Moderna's mRNA Therapy for Propionic Acidemia Shows Promise in Early-Stage Trial

Moderna, Inc. has announced the publication of interim data from a phase 1/2 study evaluating mRNA-3927, an investigational therapy for propionic acidemia (PA), in the scientific journal Nature. This marks the first time clinical data has been published on an mRNA therapy for intracellular protein replacement, offering potential hope for patients with PA, a rare and potentially debilitating metabolic disorder.

The ongoing multicenter study aims to assess the safety, efficacy, and dosing of mRNA-3927 in individuals with genetically confirmed PA. With no current therapies addressing the root cause of PA, mRNA-3927's development is a significant advancement. As of May 31, 2023, the trial had administered over 340 doses to 16 participants, with a positive safety profile and no dose-limiting toxicities observed.

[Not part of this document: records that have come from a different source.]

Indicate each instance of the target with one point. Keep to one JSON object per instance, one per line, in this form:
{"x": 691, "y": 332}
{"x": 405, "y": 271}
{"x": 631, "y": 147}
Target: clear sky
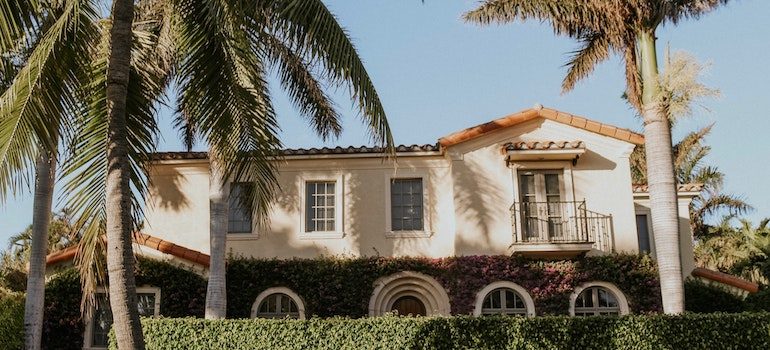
{"x": 436, "y": 75}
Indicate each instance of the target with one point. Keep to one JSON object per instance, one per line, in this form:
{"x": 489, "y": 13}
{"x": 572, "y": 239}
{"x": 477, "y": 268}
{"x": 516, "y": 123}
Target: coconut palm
{"x": 627, "y": 28}
{"x": 217, "y": 53}
{"x": 689, "y": 155}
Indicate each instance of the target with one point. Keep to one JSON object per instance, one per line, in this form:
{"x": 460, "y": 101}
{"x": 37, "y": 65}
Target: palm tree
{"x": 743, "y": 250}
{"x": 218, "y": 53}
{"x": 627, "y": 28}
{"x": 689, "y": 154}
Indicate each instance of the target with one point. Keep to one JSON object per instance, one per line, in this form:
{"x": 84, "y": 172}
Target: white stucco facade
{"x": 468, "y": 189}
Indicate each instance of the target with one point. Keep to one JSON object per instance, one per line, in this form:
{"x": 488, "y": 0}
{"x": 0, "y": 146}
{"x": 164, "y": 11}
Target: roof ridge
{"x": 473, "y": 132}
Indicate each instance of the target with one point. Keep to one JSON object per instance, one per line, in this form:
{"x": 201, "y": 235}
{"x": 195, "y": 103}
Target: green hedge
{"x": 342, "y": 287}
{"x": 690, "y": 331}
{"x": 11, "y": 320}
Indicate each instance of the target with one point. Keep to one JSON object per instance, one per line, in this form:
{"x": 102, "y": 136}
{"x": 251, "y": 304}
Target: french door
{"x": 542, "y": 205}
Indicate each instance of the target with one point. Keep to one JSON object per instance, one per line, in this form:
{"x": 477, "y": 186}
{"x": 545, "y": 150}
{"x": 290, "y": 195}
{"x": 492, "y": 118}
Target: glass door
{"x": 542, "y": 209}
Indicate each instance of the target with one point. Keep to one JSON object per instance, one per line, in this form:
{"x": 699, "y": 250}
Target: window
{"x": 278, "y": 302}
{"x": 643, "y": 232}
{"x": 504, "y": 298}
{"x": 503, "y": 301}
{"x": 101, "y": 319}
{"x": 239, "y": 213}
{"x": 598, "y": 298}
{"x": 406, "y": 205}
{"x": 278, "y": 305}
{"x": 320, "y": 206}
{"x": 542, "y": 206}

Importantly, the initial findings indicate a reduction in metabolic decompensation events (MDEs) among participants, with a 70% relative risk reduction reported during the study's treatment period. This data supports the potential of mRNA-3927 to provide clinical benefits for PA patients, addressing a significant unmet medical need.

Moderna plans to further investigate mRNA-3927 in a dose expansion phase of the trial, aiming to gather more comprehensive data on its efficacy, safety, and pharmacodynamics. The therapy encodes for proteins essential in mitigating PA's effects, showcasing the broader capabilities of mRNA technology in treating rare diseases.